Ciò detto, da Berlusconi che all’inizio lo qualificò «un bel musino da tv» a Rino Formica secondo cui, più che un leader si trattava di «uno scugnizzo all’arrembaggio» è pur vero che nel marzo 2018 fu Di Maio a portare le raffazzonatissime liste cinque stelle là dove nessuno si aspettava, oltre il 30 per cento. Ma poi: che veloce e disastroso precipizio!

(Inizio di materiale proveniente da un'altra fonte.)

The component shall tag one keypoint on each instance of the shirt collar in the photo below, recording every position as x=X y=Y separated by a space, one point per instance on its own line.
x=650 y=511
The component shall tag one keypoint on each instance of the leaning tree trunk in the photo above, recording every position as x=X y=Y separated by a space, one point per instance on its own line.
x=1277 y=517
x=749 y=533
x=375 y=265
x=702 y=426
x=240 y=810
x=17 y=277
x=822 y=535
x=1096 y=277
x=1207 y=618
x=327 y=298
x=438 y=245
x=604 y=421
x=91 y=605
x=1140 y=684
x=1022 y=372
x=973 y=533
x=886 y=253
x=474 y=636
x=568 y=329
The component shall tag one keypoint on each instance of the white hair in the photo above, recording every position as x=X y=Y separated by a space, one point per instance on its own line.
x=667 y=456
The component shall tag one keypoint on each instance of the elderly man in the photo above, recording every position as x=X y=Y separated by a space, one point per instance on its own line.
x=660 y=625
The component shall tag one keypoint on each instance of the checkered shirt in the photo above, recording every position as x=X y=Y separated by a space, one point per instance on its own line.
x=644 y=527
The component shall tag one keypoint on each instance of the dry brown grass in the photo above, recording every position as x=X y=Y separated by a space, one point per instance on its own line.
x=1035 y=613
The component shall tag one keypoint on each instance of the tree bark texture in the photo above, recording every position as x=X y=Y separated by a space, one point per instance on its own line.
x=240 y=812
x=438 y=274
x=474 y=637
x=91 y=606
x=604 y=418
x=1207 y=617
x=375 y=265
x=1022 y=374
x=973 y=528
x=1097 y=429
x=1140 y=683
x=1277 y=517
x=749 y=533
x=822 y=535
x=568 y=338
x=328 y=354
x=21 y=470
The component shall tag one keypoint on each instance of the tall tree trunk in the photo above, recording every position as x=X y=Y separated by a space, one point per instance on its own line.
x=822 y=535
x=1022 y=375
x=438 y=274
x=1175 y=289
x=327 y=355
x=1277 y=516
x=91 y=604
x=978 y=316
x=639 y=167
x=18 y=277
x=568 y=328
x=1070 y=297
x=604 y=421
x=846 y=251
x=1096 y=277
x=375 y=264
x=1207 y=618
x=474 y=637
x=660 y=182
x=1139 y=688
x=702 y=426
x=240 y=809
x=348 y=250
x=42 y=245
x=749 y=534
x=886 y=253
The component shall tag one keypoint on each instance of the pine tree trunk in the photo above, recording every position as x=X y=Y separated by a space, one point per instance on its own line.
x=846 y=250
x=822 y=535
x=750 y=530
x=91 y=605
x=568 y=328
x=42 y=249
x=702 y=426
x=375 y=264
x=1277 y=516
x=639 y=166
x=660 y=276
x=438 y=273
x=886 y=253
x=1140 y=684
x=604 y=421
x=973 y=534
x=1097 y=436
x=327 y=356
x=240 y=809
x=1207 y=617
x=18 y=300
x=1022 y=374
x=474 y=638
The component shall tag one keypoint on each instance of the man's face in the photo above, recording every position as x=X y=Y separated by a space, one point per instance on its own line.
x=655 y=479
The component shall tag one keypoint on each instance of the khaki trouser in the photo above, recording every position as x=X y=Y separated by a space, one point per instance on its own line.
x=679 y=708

Come foglie secche si accartocciano alla rinfusa le tappe politiche, ma ancora di più le parole e le immagini del plenipotenziario ridotto a agnello sacrificale. La guerra ai congiuntivi e la vasta gamma di spropositi social; lo strattonamento di Mattarella (poco prima evocato come il saggio vecchietto di “Guerre stellari"); l’ubiqua foto con ostensione della pizza o il trionfo iconico del biglietto economy per la Cina; la scena del balcone, con annessa «cancellazione della povertà» e la nomina di Lino Banfi all’Unesco; l’evocazione della “manina” e il rutilante broadcasting delle fidanzate; le immersioni in Sardegna, il ritorno da vincitore al liceo di Pomigliano, il pedinamento di Conte nei luoghi di Padre Pio.

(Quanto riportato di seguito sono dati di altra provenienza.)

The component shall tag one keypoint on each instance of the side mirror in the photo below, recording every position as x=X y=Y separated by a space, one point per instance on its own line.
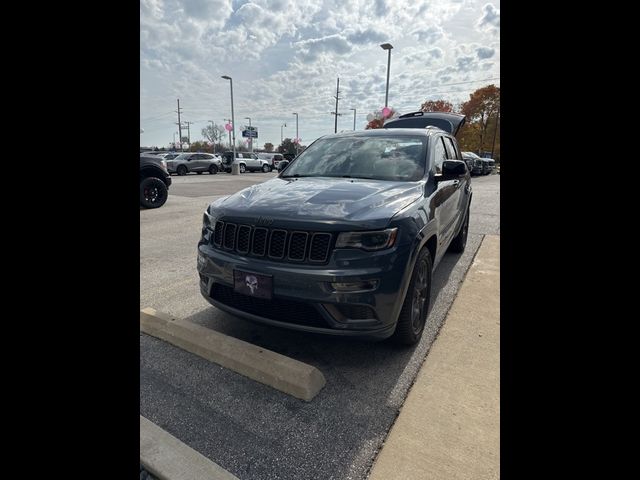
x=282 y=165
x=452 y=170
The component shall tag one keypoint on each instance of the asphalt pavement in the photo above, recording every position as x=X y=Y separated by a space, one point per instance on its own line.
x=250 y=429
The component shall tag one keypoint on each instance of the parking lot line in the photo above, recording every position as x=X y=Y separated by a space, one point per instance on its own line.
x=270 y=368
x=167 y=458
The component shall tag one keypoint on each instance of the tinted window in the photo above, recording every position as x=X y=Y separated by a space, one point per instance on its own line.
x=451 y=148
x=440 y=154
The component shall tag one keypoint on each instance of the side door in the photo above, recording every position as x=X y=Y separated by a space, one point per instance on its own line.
x=446 y=194
x=461 y=194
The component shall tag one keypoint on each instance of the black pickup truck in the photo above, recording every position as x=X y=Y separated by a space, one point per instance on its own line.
x=154 y=181
x=344 y=240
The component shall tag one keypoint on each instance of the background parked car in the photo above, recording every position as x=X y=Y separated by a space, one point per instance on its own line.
x=273 y=158
x=154 y=181
x=195 y=162
x=486 y=166
x=246 y=161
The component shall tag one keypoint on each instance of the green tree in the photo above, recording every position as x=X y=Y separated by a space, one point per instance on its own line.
x=214 y=134
x=437 y=106
x=482 y=110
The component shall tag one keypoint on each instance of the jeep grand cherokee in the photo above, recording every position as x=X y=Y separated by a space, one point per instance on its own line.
x=345 y=239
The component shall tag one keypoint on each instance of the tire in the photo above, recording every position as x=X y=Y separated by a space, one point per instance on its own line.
x=459 y=242
x=415 y=307
x=153 y=192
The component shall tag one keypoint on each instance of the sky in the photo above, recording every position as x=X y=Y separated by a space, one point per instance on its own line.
x=285 y=56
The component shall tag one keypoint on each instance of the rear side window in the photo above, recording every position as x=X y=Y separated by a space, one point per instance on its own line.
x=451 y=148
x=440 y=154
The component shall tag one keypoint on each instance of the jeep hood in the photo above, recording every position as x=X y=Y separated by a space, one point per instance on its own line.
x=331 y=200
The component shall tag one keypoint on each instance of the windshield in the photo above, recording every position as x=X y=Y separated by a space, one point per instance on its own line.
x=379 y=158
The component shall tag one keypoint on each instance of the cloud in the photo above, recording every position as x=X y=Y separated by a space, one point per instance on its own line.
x=312 y=48
x=206 y=9
x=485 y=52
x=284 y=56
x=430 y=34
x=381 y=8
x=366 y=37
x=490 y=19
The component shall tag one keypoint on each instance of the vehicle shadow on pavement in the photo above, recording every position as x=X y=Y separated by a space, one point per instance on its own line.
x=258 y=432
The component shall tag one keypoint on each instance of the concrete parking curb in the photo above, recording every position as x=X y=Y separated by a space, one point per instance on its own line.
x=449 y=425
x=167 y=458
x=273 y=369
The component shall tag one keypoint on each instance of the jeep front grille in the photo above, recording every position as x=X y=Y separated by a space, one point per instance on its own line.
x=275 y=243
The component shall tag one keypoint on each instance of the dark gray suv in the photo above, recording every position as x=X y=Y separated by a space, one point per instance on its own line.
x=345 y=239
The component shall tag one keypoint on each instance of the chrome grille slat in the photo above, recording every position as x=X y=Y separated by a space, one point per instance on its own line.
x=259 y=244
x=297 y=248
x=230 y=236
x=319 y=249
x=277 y=243
x=244 y=239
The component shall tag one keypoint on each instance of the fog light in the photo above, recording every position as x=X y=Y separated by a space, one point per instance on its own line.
x=362 y=286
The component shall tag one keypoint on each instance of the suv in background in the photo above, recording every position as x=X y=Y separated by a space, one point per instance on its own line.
x=154 y=181
x=246 y=162
x=195 y=162
x=345 y=239
x=274 y=159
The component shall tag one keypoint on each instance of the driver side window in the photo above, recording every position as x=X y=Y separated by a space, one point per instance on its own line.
x=440 y=154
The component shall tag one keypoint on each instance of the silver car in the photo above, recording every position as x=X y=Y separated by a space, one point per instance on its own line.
x=195 y=162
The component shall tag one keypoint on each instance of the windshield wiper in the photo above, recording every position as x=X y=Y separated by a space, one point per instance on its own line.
x=349 y=176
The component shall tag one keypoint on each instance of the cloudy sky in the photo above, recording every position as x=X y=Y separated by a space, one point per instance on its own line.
x=285 y=56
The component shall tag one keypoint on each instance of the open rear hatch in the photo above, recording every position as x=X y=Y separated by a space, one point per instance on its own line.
x=449 y=122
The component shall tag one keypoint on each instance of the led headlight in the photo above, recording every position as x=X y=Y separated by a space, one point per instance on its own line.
x=376 y=240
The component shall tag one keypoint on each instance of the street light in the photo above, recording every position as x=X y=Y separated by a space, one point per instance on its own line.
x=297 y=139
x=233 y=122
x=213 y=133
x=250 y=135
x=354 y=118
x=387 y=46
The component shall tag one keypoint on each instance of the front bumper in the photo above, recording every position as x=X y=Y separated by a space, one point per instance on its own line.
x=303 y=298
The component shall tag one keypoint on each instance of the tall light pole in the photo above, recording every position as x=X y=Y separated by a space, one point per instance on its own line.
x=228 y=120
x=297 y=139
x=233 y=122
x=387 y=46
x=250 y=133
x=213 y=135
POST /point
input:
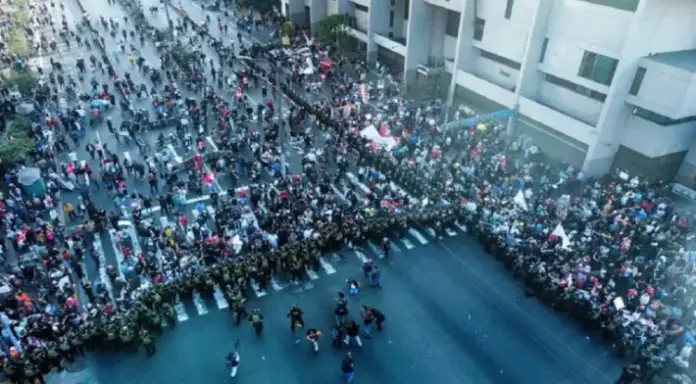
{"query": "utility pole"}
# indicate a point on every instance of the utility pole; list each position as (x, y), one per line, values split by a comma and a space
(279, 102)
(283, 134)
(170, 24)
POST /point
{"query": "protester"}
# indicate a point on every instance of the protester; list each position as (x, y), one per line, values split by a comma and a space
(613, 251)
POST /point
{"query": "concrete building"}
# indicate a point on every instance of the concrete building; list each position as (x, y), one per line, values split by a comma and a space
(600, 83)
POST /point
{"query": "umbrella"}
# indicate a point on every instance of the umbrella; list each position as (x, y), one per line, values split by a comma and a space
(97, 104)
(28, 176)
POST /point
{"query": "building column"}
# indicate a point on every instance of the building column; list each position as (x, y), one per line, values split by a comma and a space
(418, 39)
(438, 27)
(465, 53)
(399, 20)
(600, 154)
(317, 11)
(378, 22)
(463, 50)
(529, 78)
(295, 12)
(344, 7)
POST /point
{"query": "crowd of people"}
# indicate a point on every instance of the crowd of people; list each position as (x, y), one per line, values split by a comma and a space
(611, 251)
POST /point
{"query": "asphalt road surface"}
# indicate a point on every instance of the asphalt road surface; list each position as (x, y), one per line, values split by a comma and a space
(453, 315)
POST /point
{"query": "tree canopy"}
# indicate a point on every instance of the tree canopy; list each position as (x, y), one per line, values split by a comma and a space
(331, 31)
(20, 21)
(23, 81)
(16, 143)
(261, 6)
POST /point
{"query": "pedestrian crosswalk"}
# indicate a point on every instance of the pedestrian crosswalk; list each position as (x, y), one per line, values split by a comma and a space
(199, 306)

È vero: questa è oggi la politica in Italia. Ma diamine, che bisogno c’era di mostrare tutto quel feroce autoritarismo nei confronti dei dissidenti? E quale cieca autostima l’ha portato a impuntarsi per ottenere la guida della Farnesina, che è il mestiere più difficile del mondo? Per cui ci si sente autorizzati a credere che questo addio Di Maio se l’è cercato e l’ha ottenuto – e ora, come ti sbagli, lo molleranno anche i fedelissimi; e domani magari finirà a fare comunicazion o addirittura in televisione. Altro che statuto (disegnatogli su misura dallo studio Lanzalone), altro che “facilitatori” e “team del futur o”, per non ricordare l’inflazione retorica che avrebbe dovuto innalzarlo rispetto alle sparate di Salvini: «pensiamo in grande», «stiamo scrivendo la storia», «è cambiata l’Italia» oltre a un paio di «rivoluzioni», da quella della Rai a quella del mondo del lavoro.

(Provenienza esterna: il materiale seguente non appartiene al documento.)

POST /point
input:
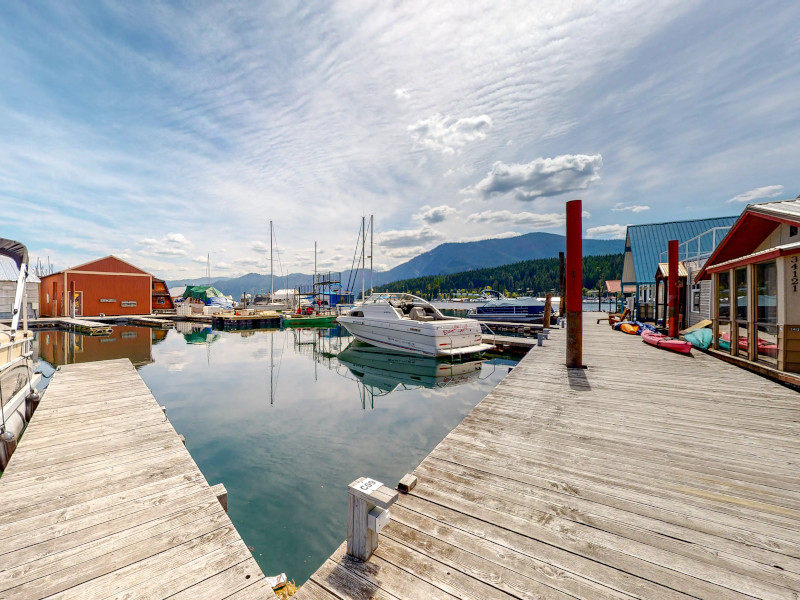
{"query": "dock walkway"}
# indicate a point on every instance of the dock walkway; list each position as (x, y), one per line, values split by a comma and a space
(647, 475)
(101, 498)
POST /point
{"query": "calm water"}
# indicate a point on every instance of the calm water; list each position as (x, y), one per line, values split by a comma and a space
(286, 419)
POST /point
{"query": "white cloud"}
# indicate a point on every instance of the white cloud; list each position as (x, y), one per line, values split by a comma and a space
(437, 214)
(611, 232)
(619, 207)
(542, 221)
(172, 244)
(490, 236)
(409, 237)
(762, 193)
(447, 134)
(541, 177)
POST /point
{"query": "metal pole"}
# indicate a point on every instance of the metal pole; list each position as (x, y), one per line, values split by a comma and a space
(562, 293)
(672, 247)
(363, 250)
(271, 274)
(574, 284)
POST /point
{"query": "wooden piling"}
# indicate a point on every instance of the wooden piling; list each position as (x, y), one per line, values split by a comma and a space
(672, 286)
(574, 284)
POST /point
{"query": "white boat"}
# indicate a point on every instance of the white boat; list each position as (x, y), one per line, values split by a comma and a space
(407, 323)
(18, 396)
(497, 307)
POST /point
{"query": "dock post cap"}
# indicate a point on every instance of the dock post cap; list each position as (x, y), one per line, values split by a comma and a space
(407, 483)
(368, 502)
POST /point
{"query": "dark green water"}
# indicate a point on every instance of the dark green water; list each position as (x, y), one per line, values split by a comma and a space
(286, 425)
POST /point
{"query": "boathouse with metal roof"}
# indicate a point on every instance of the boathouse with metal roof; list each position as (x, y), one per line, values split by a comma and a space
(755, 290)
(645, 248)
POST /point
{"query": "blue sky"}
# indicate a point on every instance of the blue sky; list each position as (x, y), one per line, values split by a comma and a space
(161, 132)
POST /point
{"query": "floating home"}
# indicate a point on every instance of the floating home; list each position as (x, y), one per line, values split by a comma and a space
(755, 290)
(107, 286)
(646, 246)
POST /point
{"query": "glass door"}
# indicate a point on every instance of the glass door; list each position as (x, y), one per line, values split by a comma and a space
(740, 279)
(767, 312)
(724, 311)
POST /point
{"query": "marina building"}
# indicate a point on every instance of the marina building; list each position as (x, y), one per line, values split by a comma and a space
(755, 288)
(108, 286)
(646, 247)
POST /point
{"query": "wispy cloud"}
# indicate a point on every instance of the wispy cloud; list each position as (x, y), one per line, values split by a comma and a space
(762, 193)
(532, 220)
(447, 134)
(632, 208)
(541, 177)
(409, 237)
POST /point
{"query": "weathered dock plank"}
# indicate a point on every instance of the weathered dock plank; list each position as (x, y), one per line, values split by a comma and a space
(101, 498)
(645, 475)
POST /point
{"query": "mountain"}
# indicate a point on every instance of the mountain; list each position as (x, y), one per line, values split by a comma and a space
(457, 257)
(442, 260)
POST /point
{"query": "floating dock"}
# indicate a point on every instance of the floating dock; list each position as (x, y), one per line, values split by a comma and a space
(265, 320)
(645, 475)
(102, 499)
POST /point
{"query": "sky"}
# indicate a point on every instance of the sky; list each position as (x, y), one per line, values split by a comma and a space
(167, 132)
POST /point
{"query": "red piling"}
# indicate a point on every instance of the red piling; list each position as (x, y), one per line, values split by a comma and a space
(574, 284)
(672, 290)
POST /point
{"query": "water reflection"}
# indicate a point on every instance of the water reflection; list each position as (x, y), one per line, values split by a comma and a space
(277, 416)
(67, 347)
(380, 372)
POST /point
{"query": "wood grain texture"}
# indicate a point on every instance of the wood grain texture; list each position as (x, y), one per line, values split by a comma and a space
(646, 475)
(102, 500)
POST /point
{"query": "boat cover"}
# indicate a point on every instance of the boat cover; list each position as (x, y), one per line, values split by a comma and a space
(15, 251)
(700, 338)
(202, 292)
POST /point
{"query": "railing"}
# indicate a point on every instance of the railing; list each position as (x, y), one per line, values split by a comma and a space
(699, 247)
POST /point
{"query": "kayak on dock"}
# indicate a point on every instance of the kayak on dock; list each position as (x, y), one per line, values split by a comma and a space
(659, 340)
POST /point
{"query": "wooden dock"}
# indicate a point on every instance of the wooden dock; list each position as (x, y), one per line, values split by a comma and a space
(646, 475)
(102, 499)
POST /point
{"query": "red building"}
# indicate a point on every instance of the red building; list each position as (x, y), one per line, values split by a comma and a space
(108, 286)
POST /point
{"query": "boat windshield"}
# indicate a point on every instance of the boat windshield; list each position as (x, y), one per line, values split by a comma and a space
(396, 299)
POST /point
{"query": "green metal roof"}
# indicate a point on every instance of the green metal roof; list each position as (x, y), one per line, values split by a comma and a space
(647, 242)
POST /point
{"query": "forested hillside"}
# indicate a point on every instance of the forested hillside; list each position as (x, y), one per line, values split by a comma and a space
(530, 276)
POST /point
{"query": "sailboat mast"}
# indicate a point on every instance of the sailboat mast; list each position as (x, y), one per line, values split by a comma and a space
(271, 276)
(363, 249)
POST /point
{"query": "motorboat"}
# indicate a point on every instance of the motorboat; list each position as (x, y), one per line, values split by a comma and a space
(497, 307)
(384, 372)
(18, 395)
(407, 323)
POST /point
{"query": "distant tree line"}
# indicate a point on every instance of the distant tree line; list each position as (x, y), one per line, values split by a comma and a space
(536, 277)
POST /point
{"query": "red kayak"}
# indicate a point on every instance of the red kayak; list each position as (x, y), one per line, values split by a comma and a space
(659, 340)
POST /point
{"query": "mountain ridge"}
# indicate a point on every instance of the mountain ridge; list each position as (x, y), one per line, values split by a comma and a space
(444, 259)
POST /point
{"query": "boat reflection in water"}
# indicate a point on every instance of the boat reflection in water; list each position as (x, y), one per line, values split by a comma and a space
(66, 347)
(382, 372)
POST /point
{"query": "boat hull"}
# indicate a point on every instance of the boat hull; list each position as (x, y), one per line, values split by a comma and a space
(431, 338)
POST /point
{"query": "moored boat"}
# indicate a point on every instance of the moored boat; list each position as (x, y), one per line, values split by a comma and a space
(407, 323)
(659, 340)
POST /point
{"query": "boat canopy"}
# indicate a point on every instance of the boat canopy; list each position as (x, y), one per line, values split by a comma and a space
(202, 292)
(16, 251)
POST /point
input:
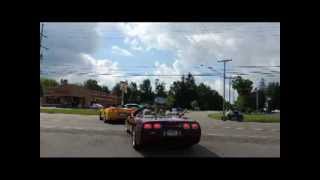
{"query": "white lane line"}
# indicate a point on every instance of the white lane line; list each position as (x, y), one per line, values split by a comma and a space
(236, 135)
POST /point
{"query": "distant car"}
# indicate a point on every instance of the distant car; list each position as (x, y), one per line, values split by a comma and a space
(96, 106)
(133, 106)
(148, 128)
(119, 113)
(276, 111)
(234, 115)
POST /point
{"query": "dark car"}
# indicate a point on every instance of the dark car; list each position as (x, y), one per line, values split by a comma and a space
(148, 128)
(234, 115)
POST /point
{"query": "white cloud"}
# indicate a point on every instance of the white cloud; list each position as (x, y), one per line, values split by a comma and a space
(120, 51)
(191, 43)
(205, 43)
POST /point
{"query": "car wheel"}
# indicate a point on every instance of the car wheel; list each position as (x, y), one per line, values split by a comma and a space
(134, 141)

Pare di rivederlo durante la liturgia inaugurale del reddito di cittadinanza, allorché tolto il velo nero sotto la sacra teca il giovane ministro vide luccicare la sacra e agognata tesserina; o quando al primo raduno dei navigator all’Auditorium l’imperdibile professor Mimmo Parise, per fare l’americano, introdusse il giovane demiurgo: «Ladies and gentleman, please welcome Luigi Di Maio!», e lui si compiacque di quella «squadra di campioni per un’Italia vincente». In realtà l’Italia era sempre l’Italia. Il guaio, semmai, è che sempre più di frequente arrivavano momenti in cui lo sradicamento delle culture politiche e le relative scorciatoie sostitutive rendevano la scena pubblica ancora più grottesca.
Su di un piano meno cervellotico, viene da pensare che con l’Elevato le cose erano cominciate ad andare così così; che la Casaleggio, con le sue diramazioni di programmatori neurolinguistici, non sapeva più bene che pesci prendere; che Conte, inebriato, faceva sempre più per conto suo; ma soprattutto che come capo politico Di Maio non aveva voglia di mollare Salvini, con cui bene o male per tante ragioni s’intendeva.
Ma era stato costretto; inutile insistere con i «pretendo» e i «non transigo»: aver accettato il nuovo governo equivaleva all’inizio della fine. Dietro alla più tignosa persistenza s’intravedeva l’ombra di Calimero, il pulcino piccolo e nero che più di una volta è comparso nelle argomentazioni di Di Maio – e se il riferimento culturale suona povero, beh, non è che dagli altri colleghi di Giggino (con permesso) se ne sentano di molto più preziosi.